Mitos yang hari ini kita terima dan harus percaya bahwa vaksin menjadi semacam obat generic cocok bagi semua tubuh. Pemahaman ini jelas mengamputasi pertimbangan individu dengan partikularitasnya. Sebagaimana diakui juga sendiri oleh beberapa tenaga medis, mereka yang memiliki gejala bawaan/kejadian bawaan setealah divaksin bukan karena pengaruh vaksinnya, tetapi perasaan cemas dari pesien. Ketiaadan memahami aspek immaterial tubuh ini pada akhirnya kesalahan medis ditimpakan pada pasien.

Ketiadaan pemahaman ini pada akhirnya memberi legitimate kuasa biomedis untuk menetapkan status seseorang tanpa lagi mempertimbangkan tubuh sebagai yang perseona, politis, relasional, kultural-sosial, agama. Tubuh yang kurang gizi karena banyak kerja kurang istirahat, tubuh yang kelebihan pikiran, stres akibat diisolasi, tubuh yang asketik, estetis, eksistensial tidak penting lagi dipertimbangankan.

Aspek-aspek ini sudah terlanjur diamputasi.

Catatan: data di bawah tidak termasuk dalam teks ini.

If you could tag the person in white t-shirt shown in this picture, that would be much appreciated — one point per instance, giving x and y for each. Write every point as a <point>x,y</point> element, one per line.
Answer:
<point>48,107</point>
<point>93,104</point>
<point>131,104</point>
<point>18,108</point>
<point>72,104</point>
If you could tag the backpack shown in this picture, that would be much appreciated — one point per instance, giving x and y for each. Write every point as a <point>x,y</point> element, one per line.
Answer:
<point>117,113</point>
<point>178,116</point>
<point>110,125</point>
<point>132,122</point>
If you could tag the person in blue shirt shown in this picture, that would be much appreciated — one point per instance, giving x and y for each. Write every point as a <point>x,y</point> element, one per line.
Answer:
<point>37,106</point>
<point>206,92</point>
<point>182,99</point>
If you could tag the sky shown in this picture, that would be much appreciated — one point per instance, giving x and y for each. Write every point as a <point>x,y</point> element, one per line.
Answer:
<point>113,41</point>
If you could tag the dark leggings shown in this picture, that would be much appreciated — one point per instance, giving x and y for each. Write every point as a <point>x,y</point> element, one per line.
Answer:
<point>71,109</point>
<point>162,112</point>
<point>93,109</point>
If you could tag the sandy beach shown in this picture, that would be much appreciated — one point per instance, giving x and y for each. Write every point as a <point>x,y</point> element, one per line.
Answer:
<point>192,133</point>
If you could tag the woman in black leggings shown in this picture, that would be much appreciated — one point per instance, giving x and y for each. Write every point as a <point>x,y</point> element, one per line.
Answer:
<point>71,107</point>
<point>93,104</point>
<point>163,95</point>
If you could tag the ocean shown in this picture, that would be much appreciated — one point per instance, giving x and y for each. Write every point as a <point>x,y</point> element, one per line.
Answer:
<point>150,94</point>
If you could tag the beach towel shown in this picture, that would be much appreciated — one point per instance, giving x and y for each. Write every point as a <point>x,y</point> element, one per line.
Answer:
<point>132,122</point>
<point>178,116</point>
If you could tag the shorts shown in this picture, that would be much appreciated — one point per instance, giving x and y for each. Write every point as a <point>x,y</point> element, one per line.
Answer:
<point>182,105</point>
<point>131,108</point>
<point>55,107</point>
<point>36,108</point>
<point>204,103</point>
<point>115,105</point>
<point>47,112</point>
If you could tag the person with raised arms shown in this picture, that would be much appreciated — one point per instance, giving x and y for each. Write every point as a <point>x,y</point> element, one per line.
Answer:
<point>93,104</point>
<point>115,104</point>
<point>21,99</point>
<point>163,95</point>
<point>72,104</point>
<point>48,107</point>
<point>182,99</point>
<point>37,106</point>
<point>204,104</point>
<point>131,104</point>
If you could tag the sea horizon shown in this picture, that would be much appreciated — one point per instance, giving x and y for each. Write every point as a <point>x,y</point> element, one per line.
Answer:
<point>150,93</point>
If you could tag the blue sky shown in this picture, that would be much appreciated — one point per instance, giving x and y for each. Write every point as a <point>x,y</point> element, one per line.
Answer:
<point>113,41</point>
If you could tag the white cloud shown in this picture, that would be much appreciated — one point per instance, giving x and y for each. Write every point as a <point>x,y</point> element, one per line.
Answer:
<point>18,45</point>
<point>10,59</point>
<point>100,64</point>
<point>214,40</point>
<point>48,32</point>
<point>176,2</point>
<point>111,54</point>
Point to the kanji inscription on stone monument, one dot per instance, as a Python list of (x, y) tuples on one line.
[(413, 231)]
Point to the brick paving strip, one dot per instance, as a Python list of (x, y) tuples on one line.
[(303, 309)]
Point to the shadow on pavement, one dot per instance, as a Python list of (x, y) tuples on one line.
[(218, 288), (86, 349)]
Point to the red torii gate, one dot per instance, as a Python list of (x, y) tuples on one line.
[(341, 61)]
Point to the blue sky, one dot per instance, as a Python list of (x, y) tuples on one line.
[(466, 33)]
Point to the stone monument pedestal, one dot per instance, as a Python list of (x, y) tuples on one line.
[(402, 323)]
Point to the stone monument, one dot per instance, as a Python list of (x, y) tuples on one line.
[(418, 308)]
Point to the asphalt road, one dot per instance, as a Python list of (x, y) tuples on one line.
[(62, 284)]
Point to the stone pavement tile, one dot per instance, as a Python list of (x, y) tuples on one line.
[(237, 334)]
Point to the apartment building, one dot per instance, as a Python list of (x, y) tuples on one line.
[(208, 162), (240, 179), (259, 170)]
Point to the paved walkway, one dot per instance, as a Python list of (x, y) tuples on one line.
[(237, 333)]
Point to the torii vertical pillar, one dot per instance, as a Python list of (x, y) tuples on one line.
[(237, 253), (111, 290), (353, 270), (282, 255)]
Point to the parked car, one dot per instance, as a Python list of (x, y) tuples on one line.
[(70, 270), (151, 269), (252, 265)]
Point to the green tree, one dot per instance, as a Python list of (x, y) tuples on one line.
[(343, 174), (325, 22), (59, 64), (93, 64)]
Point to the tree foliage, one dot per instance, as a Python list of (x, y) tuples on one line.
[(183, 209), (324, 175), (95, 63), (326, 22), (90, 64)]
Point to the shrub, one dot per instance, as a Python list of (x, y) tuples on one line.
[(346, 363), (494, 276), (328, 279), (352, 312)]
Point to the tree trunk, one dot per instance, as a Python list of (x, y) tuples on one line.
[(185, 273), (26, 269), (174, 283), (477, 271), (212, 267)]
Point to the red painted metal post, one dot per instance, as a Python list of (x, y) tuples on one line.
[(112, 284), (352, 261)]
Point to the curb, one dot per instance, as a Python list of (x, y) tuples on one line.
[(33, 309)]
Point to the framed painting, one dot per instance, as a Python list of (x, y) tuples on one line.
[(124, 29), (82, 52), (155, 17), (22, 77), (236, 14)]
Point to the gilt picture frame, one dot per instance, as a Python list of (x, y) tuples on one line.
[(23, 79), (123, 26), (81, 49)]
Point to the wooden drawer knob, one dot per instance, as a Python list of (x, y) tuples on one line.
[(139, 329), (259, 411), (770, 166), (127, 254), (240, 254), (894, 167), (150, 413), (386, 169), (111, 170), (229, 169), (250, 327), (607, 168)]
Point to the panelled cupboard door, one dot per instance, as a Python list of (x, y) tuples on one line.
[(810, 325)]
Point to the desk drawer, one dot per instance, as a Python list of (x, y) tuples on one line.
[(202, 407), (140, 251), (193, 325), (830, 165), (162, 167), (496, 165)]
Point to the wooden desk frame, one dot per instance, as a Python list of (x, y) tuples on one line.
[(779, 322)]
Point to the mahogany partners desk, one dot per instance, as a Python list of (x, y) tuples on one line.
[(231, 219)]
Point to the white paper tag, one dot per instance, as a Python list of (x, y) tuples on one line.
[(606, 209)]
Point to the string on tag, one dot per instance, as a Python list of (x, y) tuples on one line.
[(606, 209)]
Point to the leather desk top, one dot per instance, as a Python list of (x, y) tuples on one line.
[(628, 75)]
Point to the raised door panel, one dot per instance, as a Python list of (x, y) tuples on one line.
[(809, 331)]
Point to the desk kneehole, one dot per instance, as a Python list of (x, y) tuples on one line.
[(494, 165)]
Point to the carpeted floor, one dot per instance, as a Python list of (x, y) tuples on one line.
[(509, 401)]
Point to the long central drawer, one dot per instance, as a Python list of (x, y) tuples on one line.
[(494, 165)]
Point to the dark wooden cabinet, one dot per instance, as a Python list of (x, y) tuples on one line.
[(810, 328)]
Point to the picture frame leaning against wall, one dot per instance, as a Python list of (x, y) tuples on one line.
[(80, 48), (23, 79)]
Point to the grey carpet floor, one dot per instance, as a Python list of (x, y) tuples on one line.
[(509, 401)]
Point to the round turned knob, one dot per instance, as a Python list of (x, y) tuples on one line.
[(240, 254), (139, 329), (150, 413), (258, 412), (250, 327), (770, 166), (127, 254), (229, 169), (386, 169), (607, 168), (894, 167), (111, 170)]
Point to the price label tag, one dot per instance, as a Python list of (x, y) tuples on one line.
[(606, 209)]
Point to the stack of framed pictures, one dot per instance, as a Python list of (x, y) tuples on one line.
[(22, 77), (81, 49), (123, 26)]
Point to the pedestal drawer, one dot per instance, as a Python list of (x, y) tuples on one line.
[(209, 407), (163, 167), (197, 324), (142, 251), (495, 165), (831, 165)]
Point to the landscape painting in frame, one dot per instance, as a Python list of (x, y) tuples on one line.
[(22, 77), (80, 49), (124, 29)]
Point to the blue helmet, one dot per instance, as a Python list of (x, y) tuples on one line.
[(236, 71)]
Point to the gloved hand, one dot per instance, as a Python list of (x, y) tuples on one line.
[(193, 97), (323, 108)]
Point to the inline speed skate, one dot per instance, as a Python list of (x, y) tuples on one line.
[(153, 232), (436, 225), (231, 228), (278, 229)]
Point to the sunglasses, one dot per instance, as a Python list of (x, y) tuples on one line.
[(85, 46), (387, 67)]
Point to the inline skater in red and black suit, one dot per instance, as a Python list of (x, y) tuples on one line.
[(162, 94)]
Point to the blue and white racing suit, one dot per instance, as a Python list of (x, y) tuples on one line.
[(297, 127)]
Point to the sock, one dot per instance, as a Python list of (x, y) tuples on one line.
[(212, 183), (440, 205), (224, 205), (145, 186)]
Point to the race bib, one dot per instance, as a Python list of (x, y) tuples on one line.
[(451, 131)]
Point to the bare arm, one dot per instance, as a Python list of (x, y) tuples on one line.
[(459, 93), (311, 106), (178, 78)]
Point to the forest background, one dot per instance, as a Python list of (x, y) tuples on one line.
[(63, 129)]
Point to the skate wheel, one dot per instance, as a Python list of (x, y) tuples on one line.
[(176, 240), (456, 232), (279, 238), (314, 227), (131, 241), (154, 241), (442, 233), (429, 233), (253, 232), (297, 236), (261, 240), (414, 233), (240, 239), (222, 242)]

Sesuatu yang tanpa disadari telah mengikis ketebalan dinding hati para pengambil sumpah kaum Hipocrates. Kita akhirnya di hadapkan pada pilihan di vaksin atau di denda. Pilihan yang tanpa disadari jikut mengamputasi harga diri kemanusiaan seseorang.

Diskusrus medis ini yang di maui, diniscayakan, dilegalkan. Diskurus yang berpaut dengan kuasa ekonomi politik global, geopolitik membentuk kuasa biopolitik (politik atas tubuh) dengan membajak pandemic covid 19. Bersama-sama saling berakrobatik, semacam berselancar di atas kepanikan masalah pandemic covid 19.

Biomedis mereduksi tubuh sebatas biologis-anatomis, ditangan kekuasaan tubuh biologis-anatomis diletakan makna berbahaya, ancaman, sementara pasar melihat tubuh sebagai “medium” akumulasi kapital. Tubuh yang tidak mau di vaksin adalah ancaman, harus di buat patuh.

Tubuh yang tidak patuh dianggap lebih berbahaya dari virus itu sendiri. Semakin banyak tubuh di vaksin semakin memperbesar akumulasi kapital, semakin cepat proses vaksinasi, semakin cepat juga sirkulasi kapital berputar, semakin lama umur virus dinyatakan semakin terbuka juga peluang-peluang bisnis baru.